= Wetsus =

Dutch water technology research centre

Wetsus - European Centre of Excellence for Sustainable Water Technology is a research centre for water technology in Leeuwarden, the Netherlands. Over one hundred companies and twenty knowledge institutes work together at Wetsus to develop solutions for global water issues.

== History ==
Wetsus was established as part of Samenwerkingsverband Noord-Nederland (a public-private partnership in the northern Netherlands, covering Friesland, Groningen and Drenthe), the Frisian Water Alliance, the University of Twente, the University of Groningen and Wageningen University & Research to strengthen the position of the region as major player in the water sector. In 2007 the institute was labeled Top Technological Institute.

== Collaboration ==
Together with other actors of the WaterCampus Leeuwarden, Wetsus collaborates with several initiatives, such as:

- the Water Alliance to take technological innovations to the market,
- the Centrum voor innovatief vakmanschap water (Centre for innovative craftmanship water) for vocational education;
- the Centre of Expertise Water Technology (CEW) for collaboration in the applied sciences.

Wetsus is home to the MSc Water Technology, a joint degree of the University of Groningen, the University of Twente and Wageningen University & Research.

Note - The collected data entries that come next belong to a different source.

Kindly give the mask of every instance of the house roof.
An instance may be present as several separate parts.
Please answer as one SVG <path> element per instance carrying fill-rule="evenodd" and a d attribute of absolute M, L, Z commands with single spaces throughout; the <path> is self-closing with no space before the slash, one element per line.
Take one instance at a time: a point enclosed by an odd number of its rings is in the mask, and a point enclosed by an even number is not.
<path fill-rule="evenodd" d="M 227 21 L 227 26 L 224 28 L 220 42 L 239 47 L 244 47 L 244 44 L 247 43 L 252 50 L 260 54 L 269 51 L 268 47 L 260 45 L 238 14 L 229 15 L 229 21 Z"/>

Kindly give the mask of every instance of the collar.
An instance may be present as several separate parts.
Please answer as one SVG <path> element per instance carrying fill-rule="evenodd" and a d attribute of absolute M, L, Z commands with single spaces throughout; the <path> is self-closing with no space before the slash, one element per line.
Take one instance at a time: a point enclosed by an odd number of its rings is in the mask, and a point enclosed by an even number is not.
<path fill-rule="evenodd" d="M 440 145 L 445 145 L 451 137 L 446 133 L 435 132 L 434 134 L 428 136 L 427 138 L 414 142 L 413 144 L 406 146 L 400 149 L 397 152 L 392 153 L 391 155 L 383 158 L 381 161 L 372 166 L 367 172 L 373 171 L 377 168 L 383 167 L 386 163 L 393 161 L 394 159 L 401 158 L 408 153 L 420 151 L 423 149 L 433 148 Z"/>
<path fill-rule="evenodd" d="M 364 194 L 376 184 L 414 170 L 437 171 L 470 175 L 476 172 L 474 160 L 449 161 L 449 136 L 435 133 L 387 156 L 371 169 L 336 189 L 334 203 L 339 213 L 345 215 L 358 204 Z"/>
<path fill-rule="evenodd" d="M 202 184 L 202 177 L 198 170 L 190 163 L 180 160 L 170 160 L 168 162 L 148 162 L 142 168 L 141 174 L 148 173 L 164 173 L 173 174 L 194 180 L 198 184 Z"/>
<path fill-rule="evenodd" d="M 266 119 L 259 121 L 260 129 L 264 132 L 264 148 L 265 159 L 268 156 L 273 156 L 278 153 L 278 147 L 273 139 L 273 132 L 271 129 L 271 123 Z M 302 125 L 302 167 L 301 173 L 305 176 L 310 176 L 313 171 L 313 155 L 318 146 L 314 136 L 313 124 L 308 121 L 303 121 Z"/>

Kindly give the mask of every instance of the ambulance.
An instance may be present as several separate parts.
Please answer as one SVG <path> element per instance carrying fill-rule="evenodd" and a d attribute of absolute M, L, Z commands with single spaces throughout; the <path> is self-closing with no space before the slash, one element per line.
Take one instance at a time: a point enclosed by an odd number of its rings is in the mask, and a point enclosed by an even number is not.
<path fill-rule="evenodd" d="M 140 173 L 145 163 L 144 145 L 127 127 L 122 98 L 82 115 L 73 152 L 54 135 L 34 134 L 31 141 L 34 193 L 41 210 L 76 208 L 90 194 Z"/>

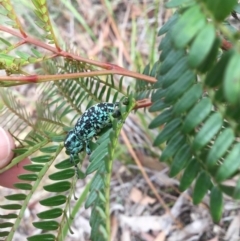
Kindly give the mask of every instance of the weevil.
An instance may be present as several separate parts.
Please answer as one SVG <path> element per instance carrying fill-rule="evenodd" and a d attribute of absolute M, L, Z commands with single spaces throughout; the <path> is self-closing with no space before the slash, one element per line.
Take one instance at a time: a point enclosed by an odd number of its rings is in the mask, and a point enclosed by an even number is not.
<path fill-rule="evenodd" d="M 105 127 L 111 126 L 112 118 L 120 118 L 121 112 L 118 109 L 119 102 L 116 103 L 98 103 L 87 109 L 77 120 L 75 127 L 70 130 L 64 141 L 66 154 L 70 155 L 70 160 L 74 156 L 86 149 L 88 155 L 91 154 L 89 146 L 93 137 Z"/>

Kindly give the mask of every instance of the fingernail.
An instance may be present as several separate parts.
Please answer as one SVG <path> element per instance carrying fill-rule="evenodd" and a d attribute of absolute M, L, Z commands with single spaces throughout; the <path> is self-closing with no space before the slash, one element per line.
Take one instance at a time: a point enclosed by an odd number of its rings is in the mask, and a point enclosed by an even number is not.
<path fill-rule="evenodd" d="M 0 168 L 5 167 L 11 161 L 14 147 L 12 136 L 0 127 Z"/>

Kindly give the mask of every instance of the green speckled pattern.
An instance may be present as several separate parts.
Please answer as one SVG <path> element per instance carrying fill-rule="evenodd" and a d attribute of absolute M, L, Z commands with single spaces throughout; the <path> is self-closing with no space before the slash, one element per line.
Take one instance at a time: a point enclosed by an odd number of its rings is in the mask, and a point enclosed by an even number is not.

== Innovation & research ==
Wetsus studied reverse electrodialysis to generate osmotic power. That research resulted in a spin-off company called REDstack that generates blue energy at the Afsluitdijk in the Netherlands. Wetsus also promoted decentralized sanitation and wastewater reuse in the Netherlands through the spin-off company DeSaH.

As of 2024, research is focused on removing PFAS from water, and the removal of micro and nanoplastics from water.